How Are Drill Rig Companies Are Responding to the COVID-19 Pandemic?

drill rig companiesMuch like other industries, drill rig companies are not immune from the fallout of the COVID-19 pandemic. With respect to a report made by Reuters, the industry response to the drastic slump of energy prices and plummeting demand for oil and natural gas includes rolling out intermittent health checks for critical staff to help in ensuring that oil rigs, refineries, pipelines, and many other similar vital infrastructure will have sustained manpower to run and operate.   

Alongside this, major players in the industry, particularly those that are involved in oil and natural gas production are putting pressure on people in power and authority to suspend or waive for the time being a few regulations that are obviously creating an adverse impact to the industry as a whole. This would include those regulations that concern environmental safety and the workplace.   

Drill Rig Companies: What are the Repercussions of the Pandemic to Oil and Gas Industry? 

As of this writing, over 200, 000 unlucky souls have become infected by the new novel coronavirus, which at the moment is continuously wreaking havoc of unimaginable proportions around the globe. In the U.S. alone, there are over 6,000 confirmed cases of infection where it has now touched all 50 states. 

 

On a worldwide scale, the virus is to blame for more than 8,720 deaths. With this, oil refineries and drill rig companies will not be able to operate if there is no manpower to deploy on onsite teams. Since they are usually put in close quarters, it further increases the risk for a localized outbreak of COVID-19.

In the Marathon oil refinery, which has its base in California, only a single confirmed case of coronavirus was reported. This has prompted the company to have potentially exposed workers to be offsite.  

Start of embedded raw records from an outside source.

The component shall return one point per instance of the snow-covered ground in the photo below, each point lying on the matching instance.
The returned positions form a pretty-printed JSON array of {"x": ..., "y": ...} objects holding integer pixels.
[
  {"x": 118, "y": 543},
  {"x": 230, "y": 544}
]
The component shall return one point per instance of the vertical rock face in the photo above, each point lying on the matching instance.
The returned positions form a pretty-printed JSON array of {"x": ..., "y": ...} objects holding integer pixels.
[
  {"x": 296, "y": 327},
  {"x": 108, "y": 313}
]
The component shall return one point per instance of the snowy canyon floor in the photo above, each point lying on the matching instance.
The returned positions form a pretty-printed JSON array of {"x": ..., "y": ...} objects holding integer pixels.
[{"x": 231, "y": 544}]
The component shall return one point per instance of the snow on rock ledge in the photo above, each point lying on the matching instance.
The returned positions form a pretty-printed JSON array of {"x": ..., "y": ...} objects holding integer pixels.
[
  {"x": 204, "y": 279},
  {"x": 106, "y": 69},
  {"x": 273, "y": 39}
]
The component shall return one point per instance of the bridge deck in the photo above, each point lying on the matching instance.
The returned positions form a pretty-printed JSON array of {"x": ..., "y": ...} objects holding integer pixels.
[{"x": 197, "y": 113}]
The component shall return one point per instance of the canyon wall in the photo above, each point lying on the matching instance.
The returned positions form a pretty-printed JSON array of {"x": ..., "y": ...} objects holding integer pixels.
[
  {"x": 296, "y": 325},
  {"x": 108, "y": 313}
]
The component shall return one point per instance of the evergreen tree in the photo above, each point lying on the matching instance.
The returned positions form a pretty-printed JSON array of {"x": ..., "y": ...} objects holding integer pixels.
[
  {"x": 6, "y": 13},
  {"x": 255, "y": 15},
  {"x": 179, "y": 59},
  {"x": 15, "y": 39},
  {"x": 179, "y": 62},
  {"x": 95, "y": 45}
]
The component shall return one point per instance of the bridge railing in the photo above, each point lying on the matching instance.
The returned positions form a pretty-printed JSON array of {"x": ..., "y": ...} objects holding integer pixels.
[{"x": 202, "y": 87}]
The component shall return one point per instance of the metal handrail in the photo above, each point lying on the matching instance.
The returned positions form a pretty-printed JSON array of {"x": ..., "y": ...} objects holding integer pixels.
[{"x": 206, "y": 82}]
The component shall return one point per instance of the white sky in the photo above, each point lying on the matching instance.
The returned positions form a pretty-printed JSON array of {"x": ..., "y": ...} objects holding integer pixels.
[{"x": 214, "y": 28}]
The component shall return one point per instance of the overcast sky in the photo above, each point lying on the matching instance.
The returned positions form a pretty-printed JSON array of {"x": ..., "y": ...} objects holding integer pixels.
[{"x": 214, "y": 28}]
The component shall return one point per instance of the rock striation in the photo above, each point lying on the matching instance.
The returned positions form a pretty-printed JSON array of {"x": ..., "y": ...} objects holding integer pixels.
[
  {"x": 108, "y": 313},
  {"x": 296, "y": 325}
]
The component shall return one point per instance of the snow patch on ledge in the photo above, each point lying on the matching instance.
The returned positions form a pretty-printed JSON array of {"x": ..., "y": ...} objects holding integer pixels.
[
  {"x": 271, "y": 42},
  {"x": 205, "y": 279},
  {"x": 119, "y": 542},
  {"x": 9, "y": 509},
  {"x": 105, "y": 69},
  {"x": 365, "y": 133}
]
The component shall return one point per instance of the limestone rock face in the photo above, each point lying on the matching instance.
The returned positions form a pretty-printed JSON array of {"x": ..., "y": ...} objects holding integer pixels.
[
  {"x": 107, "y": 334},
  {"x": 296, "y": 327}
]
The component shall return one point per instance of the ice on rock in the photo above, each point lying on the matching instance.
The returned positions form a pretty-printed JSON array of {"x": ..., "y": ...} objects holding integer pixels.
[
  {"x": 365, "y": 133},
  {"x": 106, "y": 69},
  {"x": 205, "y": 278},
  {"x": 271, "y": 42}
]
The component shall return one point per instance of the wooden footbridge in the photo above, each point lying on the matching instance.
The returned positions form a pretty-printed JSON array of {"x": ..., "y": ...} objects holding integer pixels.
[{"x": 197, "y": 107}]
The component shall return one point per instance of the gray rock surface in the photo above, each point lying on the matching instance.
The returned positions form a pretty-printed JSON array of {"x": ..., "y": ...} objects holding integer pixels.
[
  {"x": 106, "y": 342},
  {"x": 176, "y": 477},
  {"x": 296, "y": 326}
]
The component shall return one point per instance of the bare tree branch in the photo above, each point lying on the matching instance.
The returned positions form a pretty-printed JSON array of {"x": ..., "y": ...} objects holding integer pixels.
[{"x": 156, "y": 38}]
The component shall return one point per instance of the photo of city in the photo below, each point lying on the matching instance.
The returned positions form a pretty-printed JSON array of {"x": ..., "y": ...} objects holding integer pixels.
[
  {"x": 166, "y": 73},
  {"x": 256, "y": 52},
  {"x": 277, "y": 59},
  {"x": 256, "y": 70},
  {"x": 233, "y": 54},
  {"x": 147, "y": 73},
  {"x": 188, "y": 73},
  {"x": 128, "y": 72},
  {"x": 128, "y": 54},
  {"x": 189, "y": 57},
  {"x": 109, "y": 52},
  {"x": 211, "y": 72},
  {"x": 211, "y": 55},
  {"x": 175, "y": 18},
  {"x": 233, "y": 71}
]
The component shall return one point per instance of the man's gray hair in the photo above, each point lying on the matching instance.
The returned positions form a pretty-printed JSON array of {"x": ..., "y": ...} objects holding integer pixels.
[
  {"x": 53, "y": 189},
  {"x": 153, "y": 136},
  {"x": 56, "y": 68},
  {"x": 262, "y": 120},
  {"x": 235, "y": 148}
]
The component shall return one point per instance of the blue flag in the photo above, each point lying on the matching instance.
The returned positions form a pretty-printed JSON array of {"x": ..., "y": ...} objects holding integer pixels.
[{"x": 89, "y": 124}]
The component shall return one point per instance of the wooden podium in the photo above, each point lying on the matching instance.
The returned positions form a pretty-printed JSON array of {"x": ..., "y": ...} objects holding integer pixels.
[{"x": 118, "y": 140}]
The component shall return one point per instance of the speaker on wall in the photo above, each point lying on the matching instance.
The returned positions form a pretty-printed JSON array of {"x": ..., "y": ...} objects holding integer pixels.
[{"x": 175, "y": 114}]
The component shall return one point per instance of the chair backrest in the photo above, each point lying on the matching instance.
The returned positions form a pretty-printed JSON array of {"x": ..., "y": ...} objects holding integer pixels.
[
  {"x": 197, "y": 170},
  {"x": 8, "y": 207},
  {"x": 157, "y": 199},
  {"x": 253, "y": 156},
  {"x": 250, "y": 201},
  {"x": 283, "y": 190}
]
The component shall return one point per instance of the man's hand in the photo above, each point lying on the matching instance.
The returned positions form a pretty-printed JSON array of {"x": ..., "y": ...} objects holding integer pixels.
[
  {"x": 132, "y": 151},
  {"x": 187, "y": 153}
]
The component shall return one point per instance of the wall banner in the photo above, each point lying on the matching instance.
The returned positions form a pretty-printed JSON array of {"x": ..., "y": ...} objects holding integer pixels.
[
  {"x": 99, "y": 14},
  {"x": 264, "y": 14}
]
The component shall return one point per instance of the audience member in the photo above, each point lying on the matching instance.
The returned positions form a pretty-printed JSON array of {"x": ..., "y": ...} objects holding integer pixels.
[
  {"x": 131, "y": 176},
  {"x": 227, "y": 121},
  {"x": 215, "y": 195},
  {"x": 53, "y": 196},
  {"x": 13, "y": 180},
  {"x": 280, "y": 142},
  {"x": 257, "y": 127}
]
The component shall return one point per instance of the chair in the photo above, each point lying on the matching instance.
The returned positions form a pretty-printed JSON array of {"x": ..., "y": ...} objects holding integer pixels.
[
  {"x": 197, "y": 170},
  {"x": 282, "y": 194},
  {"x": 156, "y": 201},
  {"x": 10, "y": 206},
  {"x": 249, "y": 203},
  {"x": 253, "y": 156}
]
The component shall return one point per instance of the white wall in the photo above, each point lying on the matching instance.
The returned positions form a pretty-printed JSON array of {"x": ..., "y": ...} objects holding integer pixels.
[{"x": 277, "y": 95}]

While it is a relief to know that as of this moment not a single energy facility in the country was forced to shut due to the pandemic, the vast majority of these drilling rig firms are putting on their respective contingency plans, just in case. For instance, Royal Dutch Shell requested their Louisiana refineries salaried staff to start shadowing hourly plant operators to anticipate learning fast how to run units, just in case they will need to.  

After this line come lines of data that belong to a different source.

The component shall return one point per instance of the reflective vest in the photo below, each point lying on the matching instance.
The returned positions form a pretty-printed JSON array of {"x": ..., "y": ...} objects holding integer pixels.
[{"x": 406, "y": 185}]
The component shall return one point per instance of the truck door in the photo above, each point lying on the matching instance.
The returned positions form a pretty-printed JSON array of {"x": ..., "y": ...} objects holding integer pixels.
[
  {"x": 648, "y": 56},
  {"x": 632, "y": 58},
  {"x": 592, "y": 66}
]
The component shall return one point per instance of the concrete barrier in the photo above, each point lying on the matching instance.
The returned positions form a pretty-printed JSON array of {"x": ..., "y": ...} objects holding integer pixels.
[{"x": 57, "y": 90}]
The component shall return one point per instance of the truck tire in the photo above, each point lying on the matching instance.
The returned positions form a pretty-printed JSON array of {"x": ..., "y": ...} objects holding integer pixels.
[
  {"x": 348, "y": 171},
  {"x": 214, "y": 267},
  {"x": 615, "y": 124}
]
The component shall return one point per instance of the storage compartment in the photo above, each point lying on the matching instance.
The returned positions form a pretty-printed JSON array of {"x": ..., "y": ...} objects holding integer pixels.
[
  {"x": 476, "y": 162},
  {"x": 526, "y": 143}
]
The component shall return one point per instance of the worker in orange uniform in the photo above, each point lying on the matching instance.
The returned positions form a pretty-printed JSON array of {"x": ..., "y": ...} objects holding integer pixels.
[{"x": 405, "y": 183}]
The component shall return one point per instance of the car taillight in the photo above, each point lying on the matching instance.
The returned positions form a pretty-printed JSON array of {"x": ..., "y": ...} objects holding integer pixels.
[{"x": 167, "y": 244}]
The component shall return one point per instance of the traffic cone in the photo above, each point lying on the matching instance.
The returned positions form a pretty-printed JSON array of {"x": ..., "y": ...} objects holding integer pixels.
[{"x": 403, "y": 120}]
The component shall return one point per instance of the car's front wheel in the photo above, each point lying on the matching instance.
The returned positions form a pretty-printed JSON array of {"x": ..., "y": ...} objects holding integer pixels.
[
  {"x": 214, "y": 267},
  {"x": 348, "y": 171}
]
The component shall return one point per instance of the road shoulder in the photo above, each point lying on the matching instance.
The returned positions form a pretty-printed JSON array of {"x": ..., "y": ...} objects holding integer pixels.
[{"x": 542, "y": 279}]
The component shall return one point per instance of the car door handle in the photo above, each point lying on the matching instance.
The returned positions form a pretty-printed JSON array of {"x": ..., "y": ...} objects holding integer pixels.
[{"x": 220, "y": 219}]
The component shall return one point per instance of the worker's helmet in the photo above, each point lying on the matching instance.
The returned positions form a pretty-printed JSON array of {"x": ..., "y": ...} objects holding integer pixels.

Meanwhile, Exxon management would only let highly trained and skilled operators gain access to control rooms at its Houston, Texas, Baytown plant, instructing them also to maintain social distancing at 6 feet away from each other.

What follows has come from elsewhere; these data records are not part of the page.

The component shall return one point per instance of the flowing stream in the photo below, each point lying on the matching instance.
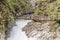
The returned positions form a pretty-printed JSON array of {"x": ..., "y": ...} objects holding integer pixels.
[{"x": 16, "y": 33}]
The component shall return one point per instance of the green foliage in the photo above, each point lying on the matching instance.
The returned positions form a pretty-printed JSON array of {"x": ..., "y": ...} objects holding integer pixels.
[
  {"x": 54, "y": 27},
  {"x": 7, "y": 8}
]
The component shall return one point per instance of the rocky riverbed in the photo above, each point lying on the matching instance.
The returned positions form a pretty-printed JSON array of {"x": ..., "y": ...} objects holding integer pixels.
[{"x": 41, "y": 31}]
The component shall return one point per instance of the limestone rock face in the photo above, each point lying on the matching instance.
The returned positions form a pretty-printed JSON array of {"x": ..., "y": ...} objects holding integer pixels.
[
  {"x": 41, "y": 31},
  {"x": 2, "y": 36}
]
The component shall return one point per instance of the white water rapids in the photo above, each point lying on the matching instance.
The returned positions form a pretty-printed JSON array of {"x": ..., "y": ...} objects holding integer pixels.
[{"x": 16, "y": 33}]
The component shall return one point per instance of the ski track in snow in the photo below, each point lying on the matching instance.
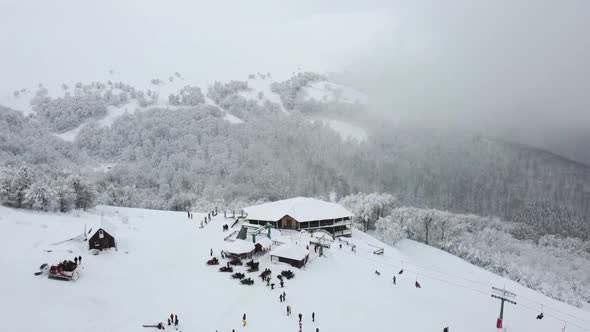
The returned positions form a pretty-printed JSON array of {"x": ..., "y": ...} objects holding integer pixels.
[{"x": 160, "y": 268}]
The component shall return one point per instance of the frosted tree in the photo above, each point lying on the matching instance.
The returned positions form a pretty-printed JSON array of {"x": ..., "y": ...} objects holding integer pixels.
[
  {"x": 84, "y": 193},
  {"x": 40, "y": 196},
  {"x": 64, "y": 195},
  {"x": 20, "y": 183}
]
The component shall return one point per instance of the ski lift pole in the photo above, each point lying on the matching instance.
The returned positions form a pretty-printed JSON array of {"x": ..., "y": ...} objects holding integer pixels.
[{"x": 504, "y": 296}]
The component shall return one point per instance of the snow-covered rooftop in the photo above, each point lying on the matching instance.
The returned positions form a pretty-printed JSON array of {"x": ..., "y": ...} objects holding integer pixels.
[
  {"x": 264, "y": 241},
  {"x": 299, "y": 208},
  {"x": 239, "y": 247},
  {"x": 290, "y": 251}
]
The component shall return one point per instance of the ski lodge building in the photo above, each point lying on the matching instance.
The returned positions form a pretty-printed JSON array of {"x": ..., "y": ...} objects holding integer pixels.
[
  {"x": 291, "y": 254},
  {"x": 302, "y": 213}
]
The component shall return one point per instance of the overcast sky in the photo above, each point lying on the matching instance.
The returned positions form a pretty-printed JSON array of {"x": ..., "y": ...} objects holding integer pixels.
[{"x": 516, "y": 68}]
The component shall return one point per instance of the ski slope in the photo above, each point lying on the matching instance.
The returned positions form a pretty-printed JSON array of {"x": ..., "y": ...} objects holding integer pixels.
[{"x": 160, "y": 268}]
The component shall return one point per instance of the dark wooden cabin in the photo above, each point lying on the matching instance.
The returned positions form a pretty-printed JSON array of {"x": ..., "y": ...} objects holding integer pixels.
[{"x": 101, "y": 240}]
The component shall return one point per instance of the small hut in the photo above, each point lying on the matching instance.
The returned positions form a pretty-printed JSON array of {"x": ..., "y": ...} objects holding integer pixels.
[
  {"x": 101, "y": 240},
  {"x": 240, "y": 248},
  {"x": 290, "y": 254},
  {"x": 263, "y": 244}
]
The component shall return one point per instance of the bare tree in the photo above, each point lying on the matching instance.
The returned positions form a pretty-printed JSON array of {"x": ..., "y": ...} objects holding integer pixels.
[{"x": 427, "y": 224}]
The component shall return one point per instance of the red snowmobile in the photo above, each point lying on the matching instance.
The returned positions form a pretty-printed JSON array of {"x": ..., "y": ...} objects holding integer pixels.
[{"x": 213, "y": 261}]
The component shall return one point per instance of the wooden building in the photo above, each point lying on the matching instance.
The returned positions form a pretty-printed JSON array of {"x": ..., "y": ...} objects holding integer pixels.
[
  {"x": 302, "y": 213},
  {"x": 291, "y": 254},
  {"x": 101, "y": 240}
]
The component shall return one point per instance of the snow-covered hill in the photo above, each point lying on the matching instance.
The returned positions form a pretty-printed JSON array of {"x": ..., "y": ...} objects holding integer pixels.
[{"x": 160, "y": 268}]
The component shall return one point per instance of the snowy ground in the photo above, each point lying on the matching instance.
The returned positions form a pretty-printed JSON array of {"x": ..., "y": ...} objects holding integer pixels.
[
  {"x": 347, "y": 130},
  {"x": 325, "y": 91},
  {"x": 160, "y": 268}
]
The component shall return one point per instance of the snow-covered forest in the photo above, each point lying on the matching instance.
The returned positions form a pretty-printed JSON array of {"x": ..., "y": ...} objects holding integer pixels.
[{"x": 236, "y": 144}]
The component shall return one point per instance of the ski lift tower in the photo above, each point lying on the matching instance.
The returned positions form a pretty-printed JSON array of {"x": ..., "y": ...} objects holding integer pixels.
[{"x": 504, "y": 296}]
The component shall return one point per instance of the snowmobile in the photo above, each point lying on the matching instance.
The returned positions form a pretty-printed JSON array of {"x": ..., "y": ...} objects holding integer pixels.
[
  {"x": 66, "y": 270},
  {"x": 265, "y": 274},
  {"x": 288, "y": 274},
  {"x": 238, "y": 275},
  {"x": 226, "y": 269},
  {"x": 235, "y": 261},
  {"x": 44, "y": 268},
  {"x": 253, "y": 267},
  {"x": 247, "y": 281}
]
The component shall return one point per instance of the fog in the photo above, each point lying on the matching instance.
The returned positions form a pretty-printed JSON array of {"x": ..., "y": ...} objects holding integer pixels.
[
  {"x": 518, "y": 70},
  {"x": 513, "y": 69}
]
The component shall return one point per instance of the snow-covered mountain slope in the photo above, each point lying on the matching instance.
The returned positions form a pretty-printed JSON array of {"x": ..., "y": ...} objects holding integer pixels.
[
  {"x": 347, "y": 130},
  {"x": 325, "y": 91},
  {"x": 160, "y": 268}
]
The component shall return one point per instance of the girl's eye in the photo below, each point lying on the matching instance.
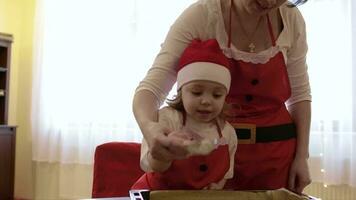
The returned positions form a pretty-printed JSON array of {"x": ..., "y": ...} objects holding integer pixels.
[
  {"x": 196, "y": 93},
  {"x": 217, "y": 95}
]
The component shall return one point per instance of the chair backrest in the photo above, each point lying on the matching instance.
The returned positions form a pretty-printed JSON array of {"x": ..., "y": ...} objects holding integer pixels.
[{"x": 116, "y": 168}]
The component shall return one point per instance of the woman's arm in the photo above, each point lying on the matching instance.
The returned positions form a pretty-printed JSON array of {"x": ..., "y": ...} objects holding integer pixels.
[{"x": 299, "y": 176}]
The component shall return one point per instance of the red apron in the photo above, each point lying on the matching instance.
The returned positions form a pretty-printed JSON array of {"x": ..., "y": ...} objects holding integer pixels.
[
  {"x": 195, "y": 172},
  {"x": 257, "y": 96}
]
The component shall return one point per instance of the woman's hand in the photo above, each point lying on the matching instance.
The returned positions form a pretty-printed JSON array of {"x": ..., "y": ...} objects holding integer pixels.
[
  {"x": 299, "y": 176},
  {"x": 165, "y": 146}
]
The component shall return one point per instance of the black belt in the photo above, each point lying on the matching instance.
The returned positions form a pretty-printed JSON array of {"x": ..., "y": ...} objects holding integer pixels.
[{"x": 250, "y": 134}]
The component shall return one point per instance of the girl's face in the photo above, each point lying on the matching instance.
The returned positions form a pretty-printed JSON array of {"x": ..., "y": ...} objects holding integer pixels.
[
  {"x": 259, "y": 7},
  {"x": 203, "y": 100}
]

There are also a handful of oil drill rig companies that are taking into account delegating small crews to help out in keeping their refinery plants running even when there is an ongoing outbreak. Those workers are not supposed to have their exit from the affected facility but only after the lapse of the outbreak.  

Energy Drill Rig Companies Are Demanding Regulatory Waivers and the Suspension of the Jones Act

 

Even when shale drillers suffered a big blow from declining prices of energy, these companies are adamant in saying that government bailout is not exactly what they want to have at the moment. What they are seeking instead is an effort to push for the suspension of the Jones Act as a way to help in alleviating shipping costs related to processing and bringing their product offerings to the public for consumption.